Downsizing parents have been known to assist their children into the family home while choosing somewhere less expensive for themselves.
But if an outlander said they would give you twice the money of the valuation of your home, would you then accept it in the knowledge your children would ultimately be better off?
There could be $1 million extra to spend on whatever you and they need, want or desire – a different house and a car, holiday or whatever.
A considerable amount of time and energy is spent marketing and positioning to achieve the best price possible for the product.
The money keeps people in employment, funds repairs, maintenance and infrastructure development, and also funds research into new products.
The bulk of the export income goes to the dairy farmers so that they, too, can employ people and create vibrant businesses, while also funding farm research through their levy contribution to industry good bodies such as DairyNZ and Beef + Lamb NZ.
The income streams give everybody more choice, including the Government through tax-take investment.
Every dairy dollar created by New Zealand cows and sold offshore generates over seven times the value in New Zealand and increases employment by over eight Full Time Equivalent positions.
The $27 billion in export dollars is $5400 for every New Zealander, which multiplied by seven is almost $40,000.
That is just for dairy.
It is a lot of packs of butter, or cheese, and certainly litres of milk.
The Government’s concept of doubling the value of exports underpins its desire (and New Zealand’s need) for improved health, education and infrastructure, as well as police, environment, and every other group important to New Zealand’s functioning as a developed nation.
Prices come down when supply exceeds demand, writes Dr Jacqueline Rowarth.
If the export income increases, New Zealanders are better off.

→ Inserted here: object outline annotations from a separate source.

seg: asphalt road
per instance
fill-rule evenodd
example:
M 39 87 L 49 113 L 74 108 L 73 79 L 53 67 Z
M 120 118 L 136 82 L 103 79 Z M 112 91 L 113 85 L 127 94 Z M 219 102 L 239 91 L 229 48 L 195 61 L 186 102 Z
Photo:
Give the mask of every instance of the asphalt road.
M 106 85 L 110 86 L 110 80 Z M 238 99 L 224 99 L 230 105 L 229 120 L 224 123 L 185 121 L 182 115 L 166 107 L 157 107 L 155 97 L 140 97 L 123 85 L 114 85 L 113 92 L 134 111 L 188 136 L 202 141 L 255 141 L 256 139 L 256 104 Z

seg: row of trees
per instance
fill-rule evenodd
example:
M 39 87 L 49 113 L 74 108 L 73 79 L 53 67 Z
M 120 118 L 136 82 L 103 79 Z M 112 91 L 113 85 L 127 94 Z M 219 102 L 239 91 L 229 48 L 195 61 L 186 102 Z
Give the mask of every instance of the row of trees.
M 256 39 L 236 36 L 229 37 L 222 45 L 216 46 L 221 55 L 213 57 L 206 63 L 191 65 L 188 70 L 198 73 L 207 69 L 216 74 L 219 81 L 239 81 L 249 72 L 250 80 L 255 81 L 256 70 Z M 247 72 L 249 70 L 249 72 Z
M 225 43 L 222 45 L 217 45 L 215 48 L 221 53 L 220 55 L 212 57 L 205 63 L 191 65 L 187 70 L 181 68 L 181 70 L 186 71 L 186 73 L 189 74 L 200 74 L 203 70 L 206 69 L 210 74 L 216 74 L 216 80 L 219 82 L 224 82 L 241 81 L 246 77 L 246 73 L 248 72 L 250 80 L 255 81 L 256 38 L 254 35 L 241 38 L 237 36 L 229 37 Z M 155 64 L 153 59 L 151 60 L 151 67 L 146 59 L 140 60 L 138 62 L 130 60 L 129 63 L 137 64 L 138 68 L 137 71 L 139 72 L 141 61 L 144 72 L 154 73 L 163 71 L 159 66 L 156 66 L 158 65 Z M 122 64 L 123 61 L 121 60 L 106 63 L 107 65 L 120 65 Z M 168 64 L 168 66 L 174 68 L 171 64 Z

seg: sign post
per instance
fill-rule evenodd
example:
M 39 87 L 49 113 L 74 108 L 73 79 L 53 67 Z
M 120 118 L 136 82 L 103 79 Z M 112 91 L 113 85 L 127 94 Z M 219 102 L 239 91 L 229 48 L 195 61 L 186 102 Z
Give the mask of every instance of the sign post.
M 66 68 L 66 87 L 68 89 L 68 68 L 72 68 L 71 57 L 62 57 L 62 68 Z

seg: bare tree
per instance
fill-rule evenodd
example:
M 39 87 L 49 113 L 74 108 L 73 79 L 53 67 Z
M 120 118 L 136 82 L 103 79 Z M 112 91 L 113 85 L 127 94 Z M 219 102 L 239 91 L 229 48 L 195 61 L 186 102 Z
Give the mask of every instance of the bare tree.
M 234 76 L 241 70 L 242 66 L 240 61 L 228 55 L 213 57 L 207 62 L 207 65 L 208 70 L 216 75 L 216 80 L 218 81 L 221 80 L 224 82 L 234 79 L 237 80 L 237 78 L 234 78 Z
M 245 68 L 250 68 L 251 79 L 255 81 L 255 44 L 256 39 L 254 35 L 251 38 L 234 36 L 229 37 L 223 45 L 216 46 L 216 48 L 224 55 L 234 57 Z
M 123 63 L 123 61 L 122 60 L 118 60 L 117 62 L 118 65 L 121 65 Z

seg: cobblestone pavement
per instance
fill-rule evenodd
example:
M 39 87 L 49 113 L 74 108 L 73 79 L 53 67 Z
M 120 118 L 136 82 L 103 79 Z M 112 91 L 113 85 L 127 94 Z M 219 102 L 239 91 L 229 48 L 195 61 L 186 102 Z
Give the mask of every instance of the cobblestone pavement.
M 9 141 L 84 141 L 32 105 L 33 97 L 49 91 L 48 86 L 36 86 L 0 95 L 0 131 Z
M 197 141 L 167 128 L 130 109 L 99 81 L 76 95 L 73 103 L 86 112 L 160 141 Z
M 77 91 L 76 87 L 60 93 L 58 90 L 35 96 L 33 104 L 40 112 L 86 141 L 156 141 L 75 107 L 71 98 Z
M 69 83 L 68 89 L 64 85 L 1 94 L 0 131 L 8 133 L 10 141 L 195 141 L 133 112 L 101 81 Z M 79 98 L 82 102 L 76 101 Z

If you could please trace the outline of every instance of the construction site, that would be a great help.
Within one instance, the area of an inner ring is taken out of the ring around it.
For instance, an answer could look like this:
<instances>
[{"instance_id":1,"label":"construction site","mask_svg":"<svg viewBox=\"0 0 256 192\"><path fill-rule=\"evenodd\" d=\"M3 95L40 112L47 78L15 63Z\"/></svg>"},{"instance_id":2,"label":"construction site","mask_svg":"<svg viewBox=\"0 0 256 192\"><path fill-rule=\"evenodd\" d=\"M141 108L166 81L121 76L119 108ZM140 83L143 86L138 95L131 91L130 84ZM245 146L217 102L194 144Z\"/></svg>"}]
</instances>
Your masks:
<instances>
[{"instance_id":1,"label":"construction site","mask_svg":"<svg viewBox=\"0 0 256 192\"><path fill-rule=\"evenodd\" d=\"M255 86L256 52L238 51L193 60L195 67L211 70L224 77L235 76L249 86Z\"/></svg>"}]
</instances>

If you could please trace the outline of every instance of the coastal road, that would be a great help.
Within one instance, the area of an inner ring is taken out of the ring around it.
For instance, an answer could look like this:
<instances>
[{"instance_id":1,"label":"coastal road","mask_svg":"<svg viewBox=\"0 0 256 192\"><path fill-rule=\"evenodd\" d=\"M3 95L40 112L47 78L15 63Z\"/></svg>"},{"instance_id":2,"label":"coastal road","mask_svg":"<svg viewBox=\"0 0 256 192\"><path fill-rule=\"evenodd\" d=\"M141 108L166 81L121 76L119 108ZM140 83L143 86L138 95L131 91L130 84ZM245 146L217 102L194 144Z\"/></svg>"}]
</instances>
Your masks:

Despite this, there has been yet another outcry over the price of butter, with statements that it should be cheaper because New Zealand produces so much of it.
Prices come down when supply exceeds demand, or if the product is being used as a loss leader by the seller.
Vegetables and fruit tend to be cheaper in peak harvest season because supply is plentiful.
The Food Price Index shows increases during winter and drought (and in the aftermath of cyclones).
There is no glut in dairy products – they are in demand.
Supermarkets have borne the brunt of complaints about rising food prices (overlooking the impact of an increase in wages, power, rates and compliance costs, and the fact about 40% of food is imported).
An article published last year showed each New Zealand supermarket was generating over 40% more revenue than US supermarkets.
But each New Zealand supermarket was also serving more people.
The article suggested having more competition between supermarket companies would reduce the revenue (implication - profit - which is not necessarily the case) for each supermarket.
When comparing prices here with those overseas, the role of GST, which adds 15% to the purchase price, is often overlooked.
Further, unlike farmers elsewhere, New Zealand farmers do not receive Government support (taxpayer money).
In many cases in the northern hemisphere, the support is what keeps the business solvent while ensuring domestic food security and a managed landscape.
Discussing butter prices, Gareth Kiernan, chief forecaster at Infometrics, has explained that the alternatives are subsidies (which have to be paid for with tax) or regulation.
There is a cost to both, resulting in inefficiencies.